A uterine rupture cannot be prevented in every case. In the case of surgical interventions on the uterus that have already taken place, the risk of a rupture, especially scar ruptures, is slightly increased and the course of the pregnancy should be monitored and monitored accordingly due to the high mortality associated with uterine ruptures.


As part of the medical follow-up care in the event of a ruptured uterus, the affected woman and, if applicable, the unborn child must be examined. It is also relevant whether organs adjacent to the uterus are also affected. The medical follow-up after a uterine rupture depends on how well the tear could be controlled surgically and what damage the bleeding caused to the mother (and child).

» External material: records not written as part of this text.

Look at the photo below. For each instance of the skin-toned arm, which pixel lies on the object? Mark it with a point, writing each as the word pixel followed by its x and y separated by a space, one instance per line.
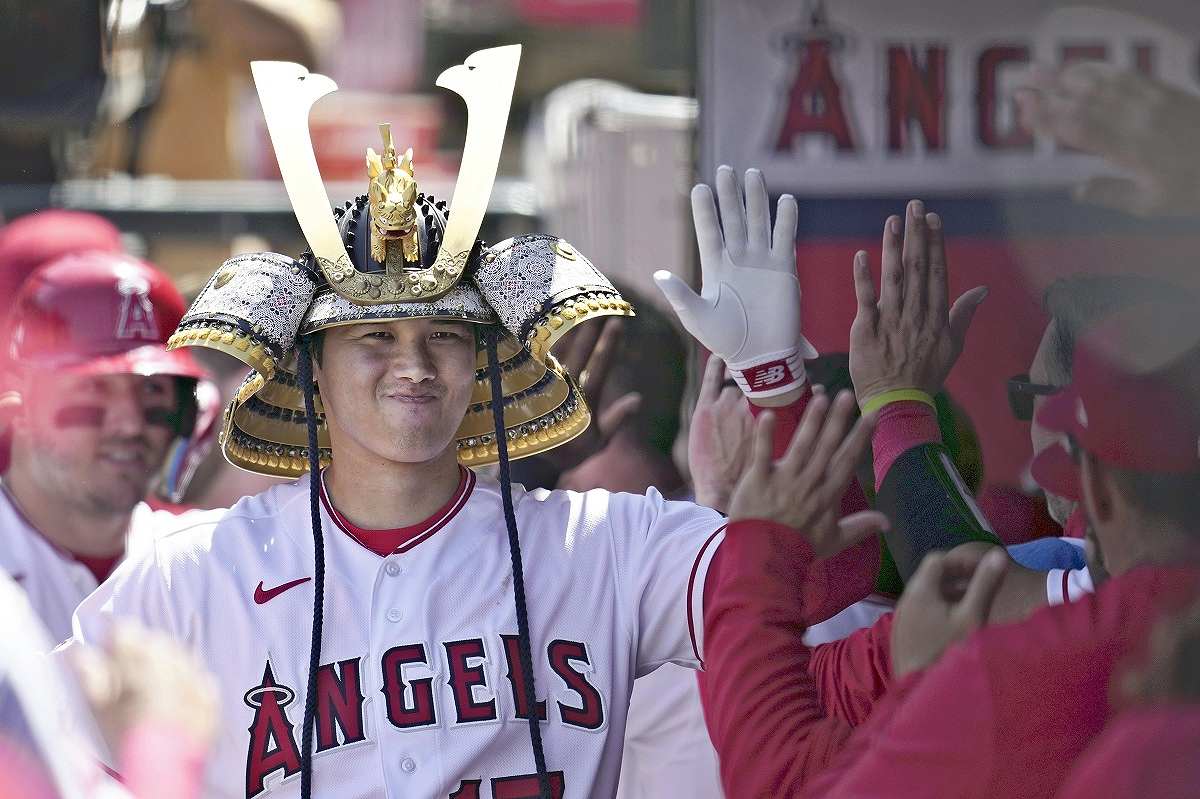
pixel 759 689
pixel 718 438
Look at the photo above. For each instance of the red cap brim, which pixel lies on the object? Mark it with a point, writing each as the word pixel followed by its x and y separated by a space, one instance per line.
pixel 144 361
pixel 1054 469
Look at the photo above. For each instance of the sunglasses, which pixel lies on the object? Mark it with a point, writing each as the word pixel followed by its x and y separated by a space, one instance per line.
pixel 1021 392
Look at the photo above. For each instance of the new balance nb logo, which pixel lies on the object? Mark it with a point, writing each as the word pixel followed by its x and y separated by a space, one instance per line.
pixel 769 377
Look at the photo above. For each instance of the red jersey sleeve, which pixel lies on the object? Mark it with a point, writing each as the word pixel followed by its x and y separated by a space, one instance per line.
pixel 834 583
pixel 765 691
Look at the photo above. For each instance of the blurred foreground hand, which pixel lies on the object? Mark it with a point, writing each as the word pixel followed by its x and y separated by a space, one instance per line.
pixel 145 677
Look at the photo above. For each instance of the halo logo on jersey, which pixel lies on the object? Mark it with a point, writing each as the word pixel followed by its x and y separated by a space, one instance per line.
pixel 474 688
pixel 137 318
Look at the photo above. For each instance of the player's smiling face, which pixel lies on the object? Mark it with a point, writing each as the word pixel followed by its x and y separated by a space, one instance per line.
pixel 397 389
pixel 96 439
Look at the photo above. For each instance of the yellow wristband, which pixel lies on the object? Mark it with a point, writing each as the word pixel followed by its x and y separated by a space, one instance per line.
pixel 897 395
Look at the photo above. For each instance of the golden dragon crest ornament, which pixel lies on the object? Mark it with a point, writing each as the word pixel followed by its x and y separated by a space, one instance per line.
pixel 393 196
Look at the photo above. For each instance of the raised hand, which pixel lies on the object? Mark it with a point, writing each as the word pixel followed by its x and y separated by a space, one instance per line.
pixel 907 338
pixel 1139 125
pixel 803 488
pixel 719 438
pixel 749 307
pixel 948 598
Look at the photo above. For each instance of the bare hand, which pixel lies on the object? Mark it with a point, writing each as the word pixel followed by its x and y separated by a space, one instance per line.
pixel 1138 124
pixel 719 438
pixel 907 338
pixel 589 356
pixel 803 490
pixel 948 599
pixel 147 676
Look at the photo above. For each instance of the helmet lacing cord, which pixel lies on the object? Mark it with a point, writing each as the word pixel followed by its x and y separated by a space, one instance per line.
pixel 510 521
pixel 304 373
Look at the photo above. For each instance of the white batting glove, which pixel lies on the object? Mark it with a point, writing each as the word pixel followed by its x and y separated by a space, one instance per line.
pixel 749 307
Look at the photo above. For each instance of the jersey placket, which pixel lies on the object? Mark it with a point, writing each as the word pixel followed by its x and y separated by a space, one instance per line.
pixel 400 652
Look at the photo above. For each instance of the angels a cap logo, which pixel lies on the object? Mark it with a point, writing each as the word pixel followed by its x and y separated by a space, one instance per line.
pixel 136 318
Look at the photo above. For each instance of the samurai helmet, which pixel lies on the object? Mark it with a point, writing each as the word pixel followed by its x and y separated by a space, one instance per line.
pixel 397 253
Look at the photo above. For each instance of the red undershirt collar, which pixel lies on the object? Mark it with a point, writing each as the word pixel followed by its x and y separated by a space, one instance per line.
pixel 402 539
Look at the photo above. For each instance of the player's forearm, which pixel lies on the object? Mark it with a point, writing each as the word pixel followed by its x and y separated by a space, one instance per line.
pixel 855 673
pixel 899 427
pixel 761 703
pixel 919 488
pixel 834 583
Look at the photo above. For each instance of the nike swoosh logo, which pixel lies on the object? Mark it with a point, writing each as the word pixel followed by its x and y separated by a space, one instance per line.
pixel 265 595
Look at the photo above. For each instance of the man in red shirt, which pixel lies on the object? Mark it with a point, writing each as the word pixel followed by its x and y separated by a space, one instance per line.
pixel 1007 710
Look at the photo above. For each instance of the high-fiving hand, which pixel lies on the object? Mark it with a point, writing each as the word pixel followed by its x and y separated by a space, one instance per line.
pixel 749 307
pixel 907 338
pixel 803 490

In the case of a woman affected by a ruptured uterus, the focus is on stabilizing the body aftercare. It is not uncommon for a uterine tear to be accompanied by shock-like symptoms, which makes observation and a follow-up examination necessary.

Furthermore, wound care and, if necessary, antihemorrhagic medication are indicated as follow-up care. If a cesarean section was performed due to the rupture, the child must be examined in detail. A uterine rupture directly endangers the child in the womb and, among other things, causes the heart rate to drop. Accordingly, any consequential damage must be determined.

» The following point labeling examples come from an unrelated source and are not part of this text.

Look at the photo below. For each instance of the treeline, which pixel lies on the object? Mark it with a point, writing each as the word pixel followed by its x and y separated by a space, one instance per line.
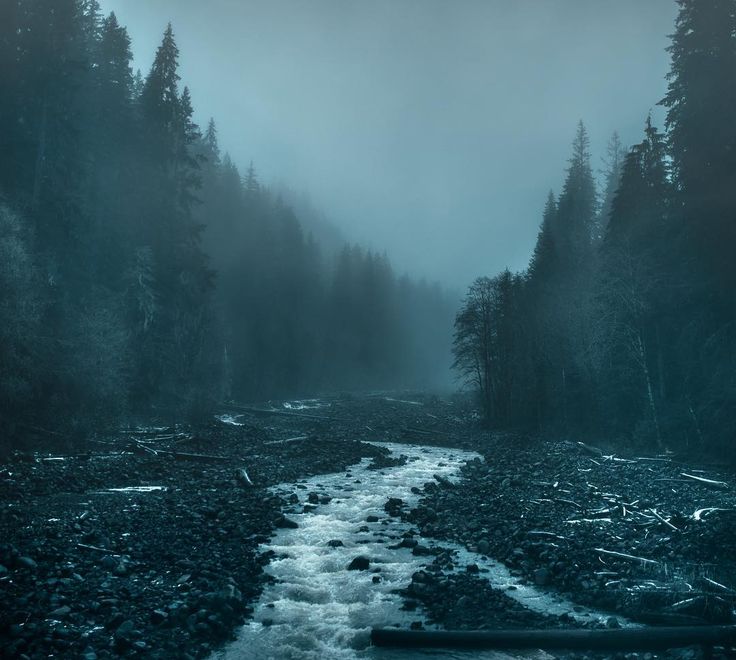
pixel 624 323
pixel 141 274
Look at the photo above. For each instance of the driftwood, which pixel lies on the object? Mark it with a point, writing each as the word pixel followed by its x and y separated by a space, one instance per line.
pixel 95 548
pixel 579 640
pixel 201 458
pixel 709 483
pixel 663 520
pixel 298 438
pixel 589 449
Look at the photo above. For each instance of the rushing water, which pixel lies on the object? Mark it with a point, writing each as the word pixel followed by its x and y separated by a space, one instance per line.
pixel 317 609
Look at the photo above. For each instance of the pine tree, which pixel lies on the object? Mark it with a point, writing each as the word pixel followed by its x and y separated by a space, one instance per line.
pixel 576 208
pixel 612 178
pixel 700 98
pixel 544 259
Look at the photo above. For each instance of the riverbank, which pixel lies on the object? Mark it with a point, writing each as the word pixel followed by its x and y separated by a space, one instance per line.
pixel 167 565
pixel 647 538
pixel 129 551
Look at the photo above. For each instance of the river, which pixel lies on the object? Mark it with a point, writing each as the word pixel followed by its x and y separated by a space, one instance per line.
pixel 316 609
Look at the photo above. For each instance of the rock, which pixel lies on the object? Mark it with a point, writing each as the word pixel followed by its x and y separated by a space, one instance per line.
pixel 463 603
pixel 60 612
pixel 542 577
pixel 420 550
pixel 26 562
pixel 393 506
pixel 158 617
pixel 282 522
pixel 125 629
pixel 360 563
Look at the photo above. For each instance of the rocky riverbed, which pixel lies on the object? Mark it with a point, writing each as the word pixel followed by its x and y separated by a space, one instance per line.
pixel 123 552
pixel 146 544
pixel 648 538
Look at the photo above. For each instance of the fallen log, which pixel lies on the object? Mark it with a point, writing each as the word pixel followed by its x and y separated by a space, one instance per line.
pixel 623 555
pixel 298 438
pixel 589 449
pixel 709 483
pixel 266 412
pixel 663 520
pixel 95 548
pixel 201 458
pixel 583 640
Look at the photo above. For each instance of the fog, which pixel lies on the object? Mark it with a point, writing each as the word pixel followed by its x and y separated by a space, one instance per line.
pixel 433 130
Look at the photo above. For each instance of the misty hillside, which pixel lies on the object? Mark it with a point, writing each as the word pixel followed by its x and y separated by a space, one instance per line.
pixel 145 274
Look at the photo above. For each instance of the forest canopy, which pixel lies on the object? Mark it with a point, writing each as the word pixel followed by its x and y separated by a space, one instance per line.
pixel 624 323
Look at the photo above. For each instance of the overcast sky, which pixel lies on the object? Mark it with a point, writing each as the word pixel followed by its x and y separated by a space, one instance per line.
pixel 431 129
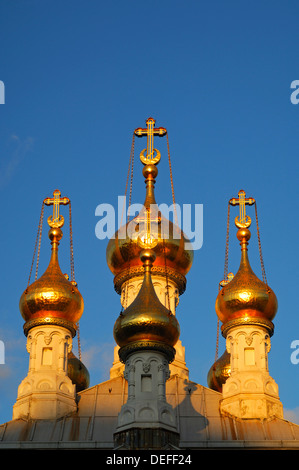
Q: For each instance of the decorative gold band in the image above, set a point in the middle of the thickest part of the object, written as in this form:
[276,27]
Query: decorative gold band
[171,274]
[72,327]
[125,351]
[267,324]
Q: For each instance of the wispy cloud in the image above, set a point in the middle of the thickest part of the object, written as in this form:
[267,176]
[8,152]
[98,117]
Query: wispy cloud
[292,415]
[18,148]
[98,359]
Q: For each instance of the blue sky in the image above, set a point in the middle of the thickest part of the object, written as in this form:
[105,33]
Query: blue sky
[79,78]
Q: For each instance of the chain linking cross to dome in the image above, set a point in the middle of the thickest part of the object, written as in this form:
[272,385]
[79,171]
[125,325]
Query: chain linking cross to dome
[152,155]
[56,220]
[243,221]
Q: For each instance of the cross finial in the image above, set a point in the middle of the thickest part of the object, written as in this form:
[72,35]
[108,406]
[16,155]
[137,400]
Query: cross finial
[56,220]
[229,278]
[152,155]
[243,221]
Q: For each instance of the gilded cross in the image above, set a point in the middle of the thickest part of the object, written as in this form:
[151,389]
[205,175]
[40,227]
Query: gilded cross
[152,155]
[243,221]
[229,278]
[147,233]
[56,220]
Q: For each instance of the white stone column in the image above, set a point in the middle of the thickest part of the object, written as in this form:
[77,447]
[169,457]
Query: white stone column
[146,407]
[250,391]
[47,392]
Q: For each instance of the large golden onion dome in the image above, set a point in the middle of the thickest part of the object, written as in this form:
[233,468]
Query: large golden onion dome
[52,298]
[77,372]
[146,323]
[123,250]
[219,372]
[245,297]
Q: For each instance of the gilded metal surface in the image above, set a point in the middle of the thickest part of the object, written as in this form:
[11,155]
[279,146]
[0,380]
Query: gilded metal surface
[243,221]
[125,351]
[219,372]
[138,271]
[150,154]
[146,319]
[245,296]
[123,249]
[72,327]
[57,220]
[77,372]
[52,295]
[267,324]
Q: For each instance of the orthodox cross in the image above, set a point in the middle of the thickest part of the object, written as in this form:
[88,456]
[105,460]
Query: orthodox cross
[223,283]
[152,155]
[243,221]
[56,220]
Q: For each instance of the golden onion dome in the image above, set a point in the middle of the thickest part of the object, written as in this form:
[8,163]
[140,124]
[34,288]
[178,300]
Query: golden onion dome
[245,297]
[52,298]
[146,323]
[77,372]
[123,250]
[219,372]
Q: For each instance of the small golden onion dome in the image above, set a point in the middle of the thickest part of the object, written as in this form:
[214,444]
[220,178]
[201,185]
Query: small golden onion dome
[146,323]
[219,372]
[123,249]
[245,296]
[52,298]
[77,372]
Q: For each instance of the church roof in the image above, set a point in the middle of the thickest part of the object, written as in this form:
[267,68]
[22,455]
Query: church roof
[199,422]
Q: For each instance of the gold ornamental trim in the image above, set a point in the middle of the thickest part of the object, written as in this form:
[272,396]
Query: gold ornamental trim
[125,351]
[72,327]
[267,324]
[138,271]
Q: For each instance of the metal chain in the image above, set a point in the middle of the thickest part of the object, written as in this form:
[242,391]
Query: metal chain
[260,247]
[224,277]
[37,245]
[73,273]
[130,174]
[226,244]
[71,244]
[171,180]
[166,274]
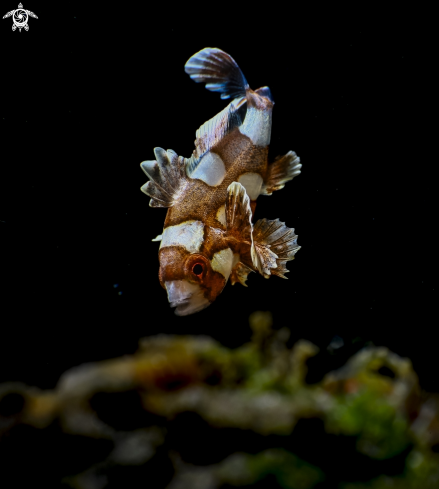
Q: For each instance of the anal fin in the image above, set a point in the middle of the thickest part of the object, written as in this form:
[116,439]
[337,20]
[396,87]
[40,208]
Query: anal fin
[273,245]
[282,170]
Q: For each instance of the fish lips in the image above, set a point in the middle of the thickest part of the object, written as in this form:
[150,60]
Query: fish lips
[187,297]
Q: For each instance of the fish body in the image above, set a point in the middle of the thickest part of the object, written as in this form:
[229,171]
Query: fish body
[208,235]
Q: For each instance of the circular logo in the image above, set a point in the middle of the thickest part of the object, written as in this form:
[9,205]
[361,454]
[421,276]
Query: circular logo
[20,17]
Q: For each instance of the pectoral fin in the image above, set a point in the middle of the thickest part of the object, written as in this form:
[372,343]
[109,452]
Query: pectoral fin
[238,214]
[273,245]
[282,170]
[167,176]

If a hysterectomy was performed to treat the uterine rupture, the follow-up care for the affected person consists not only of check-ups but also, if necessary, of psychological support. In the case of a covered uterine tear that does not lead to bleeding into the abdominal cavity, medical follow-up care is often not urgently required. An observation of the tissue, especially during a possible further pregnancy, is sufficient.

You can do that yourself

If this birth complication was announced in advance or if there were risk factors, the expectant mothers were closely monitored by their doctors or in the clinics. If, on the other hand, expectant mothers are surprised by the symptoms of a uterine rupture shortly before the delivery, they have to hurry. If the patient is already in the clinic, she needs intensive care. If she is not in the clinic yet, she must be transported there quickly, as there is a risk of death for both the mother and the unborn child.

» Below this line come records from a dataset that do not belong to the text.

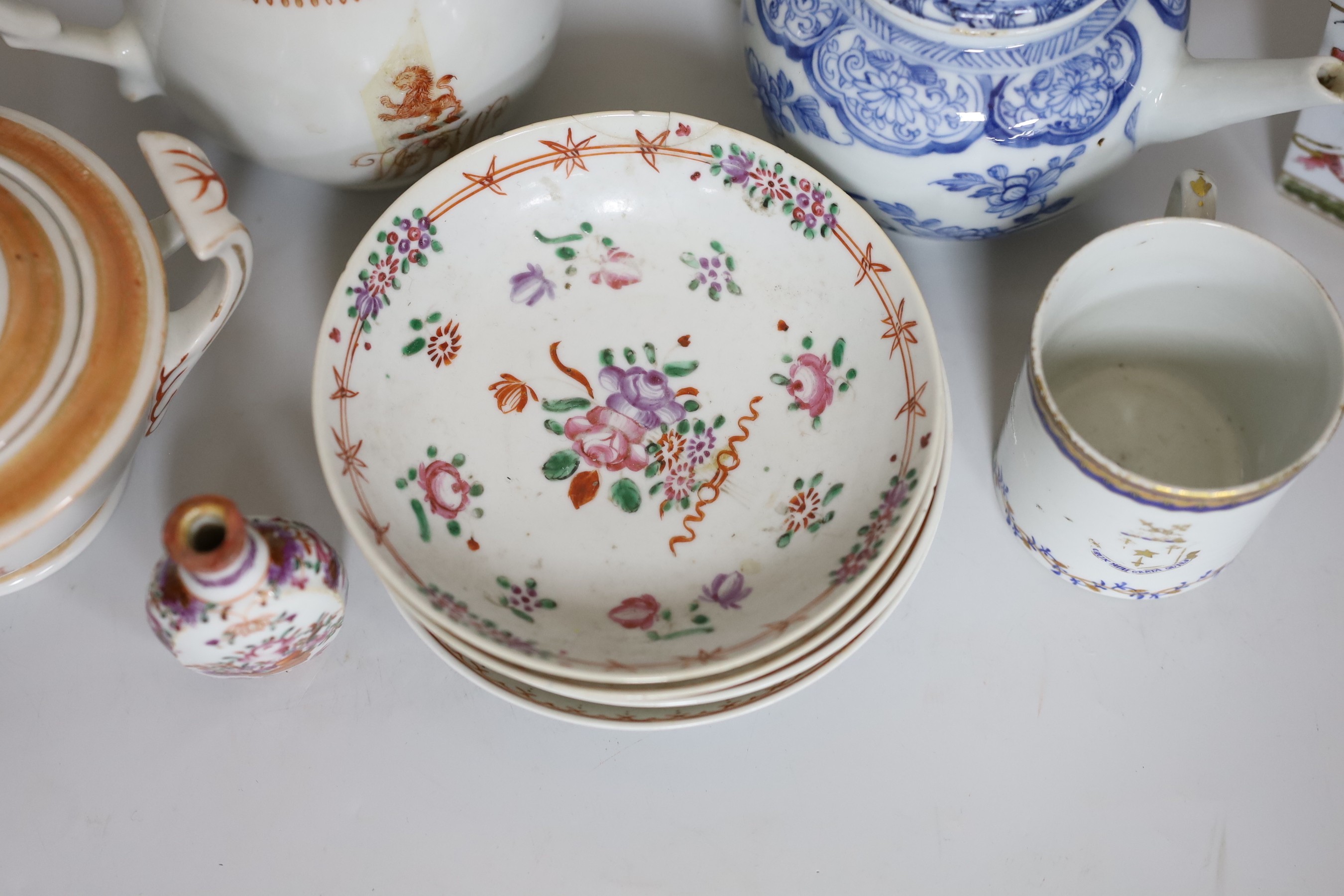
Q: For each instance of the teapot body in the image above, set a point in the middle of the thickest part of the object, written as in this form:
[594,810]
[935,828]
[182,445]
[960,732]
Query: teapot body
[963,135]
[347,92]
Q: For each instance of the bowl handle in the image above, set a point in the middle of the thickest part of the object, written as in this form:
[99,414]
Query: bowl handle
[199,217]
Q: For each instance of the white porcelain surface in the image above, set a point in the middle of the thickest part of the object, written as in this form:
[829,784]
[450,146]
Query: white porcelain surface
[963,120]
[62,522]
[999,734]
[279,605]
[888,587]
[578,397]
[352,93]
[1139,458]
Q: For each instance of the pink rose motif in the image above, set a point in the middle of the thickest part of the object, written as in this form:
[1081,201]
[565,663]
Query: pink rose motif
[446,489]
[636,613]
[811,385]
[616,269]
[607,439]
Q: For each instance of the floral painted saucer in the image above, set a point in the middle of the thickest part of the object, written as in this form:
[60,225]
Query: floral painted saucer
[627,398]
[889,586]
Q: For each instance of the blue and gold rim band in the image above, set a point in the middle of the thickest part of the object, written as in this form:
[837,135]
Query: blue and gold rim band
[1162,496]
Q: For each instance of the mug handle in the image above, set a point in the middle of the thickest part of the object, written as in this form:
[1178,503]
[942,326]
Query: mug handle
[198,217]
[26,27]
[1194,195]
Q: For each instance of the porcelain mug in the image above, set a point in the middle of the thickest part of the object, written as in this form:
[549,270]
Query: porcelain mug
[1182,374]
[350,93]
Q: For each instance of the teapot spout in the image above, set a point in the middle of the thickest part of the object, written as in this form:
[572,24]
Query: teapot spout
[1206,95]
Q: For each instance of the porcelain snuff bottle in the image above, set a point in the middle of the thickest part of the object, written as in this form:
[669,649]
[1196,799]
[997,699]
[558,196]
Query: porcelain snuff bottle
[346,92]
[244,597]
[974,118]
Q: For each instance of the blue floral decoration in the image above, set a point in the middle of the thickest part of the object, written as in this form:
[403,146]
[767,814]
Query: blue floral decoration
[1174,12]
[1010,195]
[779,103]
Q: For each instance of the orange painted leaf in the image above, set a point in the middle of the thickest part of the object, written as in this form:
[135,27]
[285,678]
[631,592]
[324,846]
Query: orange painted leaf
[584,488]
[569,371]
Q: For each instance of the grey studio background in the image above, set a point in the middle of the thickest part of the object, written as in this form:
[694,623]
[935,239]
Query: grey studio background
[1003,734]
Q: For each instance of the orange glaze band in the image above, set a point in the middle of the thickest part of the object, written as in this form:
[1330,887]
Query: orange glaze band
[33,323]
[123,308]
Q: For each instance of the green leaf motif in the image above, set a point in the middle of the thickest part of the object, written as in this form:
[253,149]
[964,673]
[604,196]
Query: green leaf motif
[565,405]
[625,495]
[553,241]
[420,518]
[561,465]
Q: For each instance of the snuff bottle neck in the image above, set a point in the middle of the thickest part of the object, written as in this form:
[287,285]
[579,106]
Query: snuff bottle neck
[244,597]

The rupture of the uterus is treated surgically. Regardless of how the situation ended, it is very stressful for the affected patient. Either because she and her unborn child were in mortal danger, or because she even lost her child in the process and may not be able to become a mother in the future either. In order to cope with this situation, psychotherapeutic follow-up treatment is advisable. Joining a support group can also be helpful. For example, the website Schmetterlingskinder.de offers immediate help in the event of the loss of a child. The websites Elternforen.com or Familienplanung.de also provide helpful information on the term uterine rupture.

The bleeding that occurred when the uterus ruptured may also have caused iron deficiency. The patient should therefore have her iron status monitored and, if necessary, take iron supplements regularly.